3. These other two avenues are no doubt worthy endeavors, but we must face the fact that the majority of leadership in our movement (staff and non-staff) will not be able to avail themselves of these two avenues.  Therefore, web-based training programs are the other option that simply must be developed and offered.  This is where my expertise is really limited, and those of you with more expertise will have to pick up this ball and run with it. My current understanding of what is available includes the following approaches:

  • The program that Arturo is offering in Mexico City to the Spanish speaking world. Many of us have already taught on this program, and are thus somewhat familiar with the format and technology available. It would be very helpful if Arturo could explain it further for us and offer suggestions about how it might be used on a broader basis for other parts of the world.
  • The program that Fred Faller is working on in conjunction with a number of others (both teachers and technology buffs), utilizing a web program called “Second Life.” This program shows each participant in avatar form, but allows conversations between participants to take place and leaves you with a feeling that you have actually been with other members of the groups in a common location.  Joey Harris is designated to teach a pilot course using the Fee/Stuart book, “How To Read the Bible For All It’s Worth.”  The unknowns as of my last time interacting with the group in a Second Life setting were how multimedia presentations could be used, particularly PowerPoint presentations and videos.  Again, it would be very helpful for Fred to provide all of us with a detailed update.
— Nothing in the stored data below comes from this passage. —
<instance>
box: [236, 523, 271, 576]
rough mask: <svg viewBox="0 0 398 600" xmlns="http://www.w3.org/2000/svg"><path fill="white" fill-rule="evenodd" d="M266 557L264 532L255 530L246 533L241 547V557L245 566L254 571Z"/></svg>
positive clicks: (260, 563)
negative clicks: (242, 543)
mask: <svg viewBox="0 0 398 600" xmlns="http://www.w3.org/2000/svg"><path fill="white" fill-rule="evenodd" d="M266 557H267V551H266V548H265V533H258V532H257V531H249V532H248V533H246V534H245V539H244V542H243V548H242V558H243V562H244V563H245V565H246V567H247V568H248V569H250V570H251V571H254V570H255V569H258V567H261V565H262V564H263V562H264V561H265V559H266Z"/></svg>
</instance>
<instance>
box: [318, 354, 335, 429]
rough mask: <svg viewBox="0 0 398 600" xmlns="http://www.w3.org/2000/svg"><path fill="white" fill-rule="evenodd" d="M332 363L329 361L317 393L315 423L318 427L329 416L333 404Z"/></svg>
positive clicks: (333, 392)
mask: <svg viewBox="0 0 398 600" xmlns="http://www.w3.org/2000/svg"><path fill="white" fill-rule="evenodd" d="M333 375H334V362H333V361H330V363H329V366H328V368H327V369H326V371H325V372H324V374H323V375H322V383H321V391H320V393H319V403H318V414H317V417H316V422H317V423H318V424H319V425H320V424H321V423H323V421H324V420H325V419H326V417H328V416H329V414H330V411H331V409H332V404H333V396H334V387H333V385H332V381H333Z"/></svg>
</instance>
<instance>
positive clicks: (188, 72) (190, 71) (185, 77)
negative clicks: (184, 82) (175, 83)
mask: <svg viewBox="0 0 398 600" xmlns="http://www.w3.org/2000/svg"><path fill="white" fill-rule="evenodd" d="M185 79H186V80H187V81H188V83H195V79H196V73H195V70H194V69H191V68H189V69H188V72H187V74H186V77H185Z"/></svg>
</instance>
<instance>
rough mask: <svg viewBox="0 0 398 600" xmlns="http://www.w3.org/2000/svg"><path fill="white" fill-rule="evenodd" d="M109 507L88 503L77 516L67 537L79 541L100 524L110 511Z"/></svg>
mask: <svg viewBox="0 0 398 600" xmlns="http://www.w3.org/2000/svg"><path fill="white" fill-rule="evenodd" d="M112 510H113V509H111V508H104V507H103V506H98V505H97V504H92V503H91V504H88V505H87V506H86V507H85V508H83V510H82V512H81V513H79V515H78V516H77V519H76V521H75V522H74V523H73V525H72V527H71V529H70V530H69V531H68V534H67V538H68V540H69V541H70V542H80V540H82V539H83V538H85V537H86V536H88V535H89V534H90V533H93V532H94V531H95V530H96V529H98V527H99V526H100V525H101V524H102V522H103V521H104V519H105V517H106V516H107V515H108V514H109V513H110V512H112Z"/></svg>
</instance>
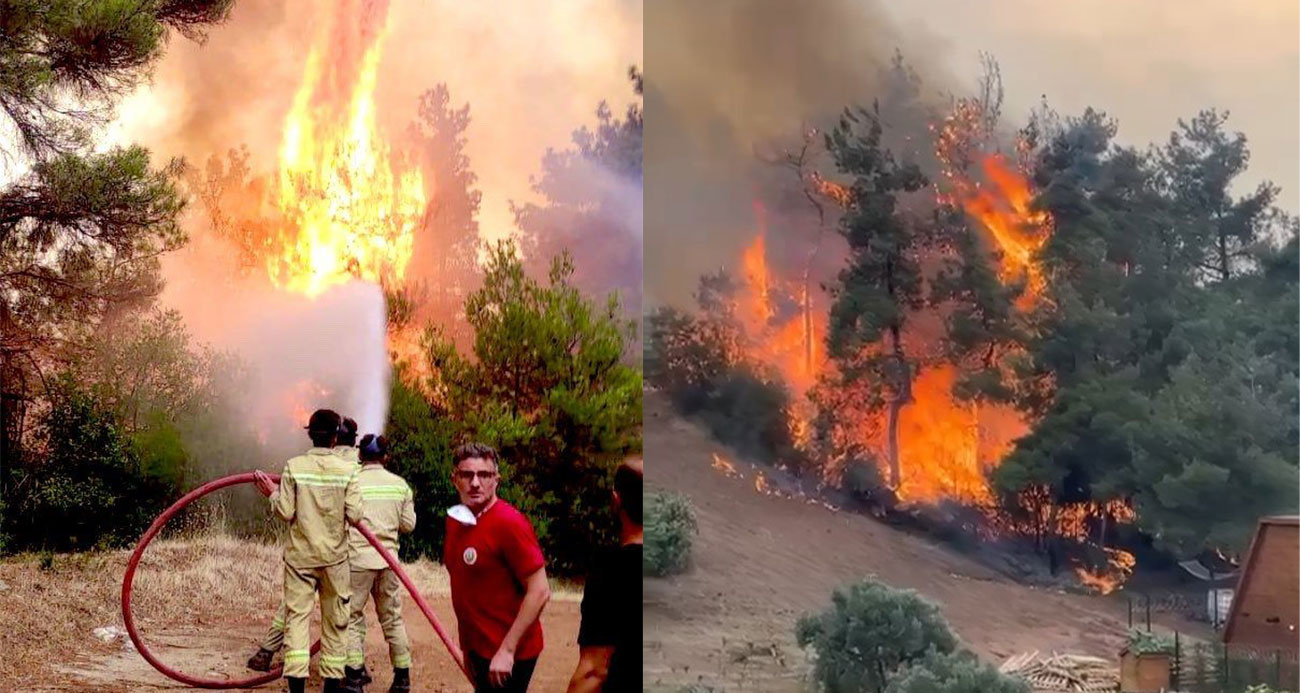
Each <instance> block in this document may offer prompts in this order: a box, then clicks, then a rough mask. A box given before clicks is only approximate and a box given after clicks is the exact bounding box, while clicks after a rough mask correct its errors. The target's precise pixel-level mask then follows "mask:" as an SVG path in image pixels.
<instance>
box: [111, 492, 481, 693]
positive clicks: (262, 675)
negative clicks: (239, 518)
mask: <svg viewBox="0 0 1300 693" xmlns="http://www.w3.org/2000/svg"><path fill="white" fill-rule="evenodd" d="M266 476H269V477H270V478H273V480H276V481H277V482H278V481H279V475H266ZM252 481H253V473H252V472H246V473H242V475H231V476H227V477H222V478H217V480H214V481H209V482H207V484H204V485H201V486H199V488H198V489H194V490H192V491H190V493H187V494H185V495H183V497H182V498H181V499H179V501H177V502H175V503H172V507H169V508H166V510H165V511H162V514H161V515H159V516H157V519H156V520H153V524H151V525H149V529H148V530H147V532H146V533H144V536H143V537H140V542H139V543H136V545H135V553H133V554H131V560H130V562H129V563H127V564H126V575H125V576H123V577H122V620H123V621H125V624H126V633H127V634H129V636H130V637H131V642H133V644H134V645H135V650H136V651H139V653H140V655H142V657H144V660H146V662H148V663H149V664H152V666H153V668H156V670H159V671H160V672H162V673H165V675H166V676H170V677H172V679H174V680H177V681H181V683H182V684H186V685H191V686H194V688H208V689H230V688H255V686H259V685H263V684H269V683H270V681H274V680H276V679H279V676H281V675H282V673H283V667H278V668H274V670H272V671H269V672H266V673H260V675H257V676H251V677H248V679H235V680H225V681H222V680H216V679H201V677H199V676H191V675H188V673H185V672H182V671H177V670H174V668H172V667H169V666H166V664H165V663H164V662H162V660H161V659H159V658H157V657H155V655H153V653H152V651H149V649H148V646H147V645H144V638H142V637H140V633H139V631H138V629H136V627H135V618H134V616H133V614H131V588H133V585H134V582H135V568H136V566H139V563H140V556H143V555H144V549H146V547H148V545H149V542H151V541H153V537H155V536H157V533H159V532H161V530H162V527H164V525H166V523H168V520H170V519H172V517H173V516H174V515H175V514H177V512H181V510H183V508H185V507H186V506H188V504H190V503H192V502H195V501H198V499H199V498H201V497H204V495H207V494H209V493H212V491H216V490H221V489H225V488H226V486H234V485H238V484H252ZM352 527H355V528H356V529H357V530H360V532H361V536H363V537H365V541H368V542H370V546H374V549H376V550H377V551H378V553H380V555H381V556H383V562H385V563H387V564H389V568H393V572H394V573H396V576H398V580H400V581H402V585H403V586H406V589H407V592H408V593H409V594H411V597H412V598H413V599H415V603H416V605H417V606H419V607H420V611H422V612H424V618H426V619H429V624H430V625H433V629H434V631H435V632H437V633H438V637H439V638H442V644H443V645H446V646H447V651H448V653H451V658H452V659H455V660H456V666H458V667H459V668H460V672H461V673H464V675H465V679H467V680H469V681H471V685H472V684H473V679H472V677H471V676H469V671H468V670H467V668H465V659H464V657H463V655H461V654H460V647H458V646H456V644H455V642H454V641H452V640H451V637H448V636H447V632H446V631H445V629H443V628H442V623H439V621H438V616H435V615H434V614H433V610H432V608H429V603H428V602H425V601H424V597H421V595H420V592H419V590H417V589H415V584H413V582H411V577H409V576H408V575H407V573H406V571H403V569H402V564H400V563H398V559H396V556H394V555H393V554H391V553H390V551H389V550H387V549H385V547H383V545H382V543H380V540H378V538H377V537H376V536H374V533H373V532H370V530H369V528H367V527H364V525H361V524H360V523H352ZM320 646H321V644H320V641H318V640H317V641H316V642H315V644H312V654H316V651H317V650H320Z"/></svg>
Although learning to use this particular technology presents somewhat of a challenge to “non-techies” like me, it does provide in a very unique and interesting way a venue for interactive participation that does leave you with the feeling that you have been to class with other students whom you either know or quickly get to know.
  • Other web-based programs such as the one Steve Kinnard shared about fairly recently, that I think are also interactive in potential – which I think is a must for the most meaningful learning experience.  If Steve and/or others more familiar with such programs could describe it in layman’s terms for the rest of us, that would be most helpful and needed.

In conclusion, regarding venues of presenting curricula for leadership training, I believe all three of these potential approaches are needed. I would strongly urge us to make serious efforts to get all of them in place sometime this year if at all possible. Leadership training is an urgent matter, and the uniqueness of our movement demands that we exercise some serious ingenuity in developing ways to address this urgent matter. I thank you in advance for all of your attention, participation and assistance.  This must be a team effort, with each of us exercising our God-given gifts in every way possible.  May he bless us to do just that, for this is really his charge to us and not simply man’s charge!

Request for Information Regarding Current Training Programs 

In order to help us all get a comprehensive picture of what is being done presently in the “Type One” programs, I am humbly requesting that you provide me with some information that I can compile into a report for the rest of us, and for other interested groups (i.e., the evangelist and elder service committees).  I will provide the information about the three training programs I am heading up as a model for the type information I am requesting.  Again, the purposes of gathering this information is to help all of us who have programs improve them by learning from one another and to help us make recommendations to others regarding both curricula and means of implementing said curricula.  Thanks so much for your help in this endeavor!  (NOTE:  the specific requests and format for reporting these requests is omitted for purposes of this report for the broader group outside the M.E.A.T.)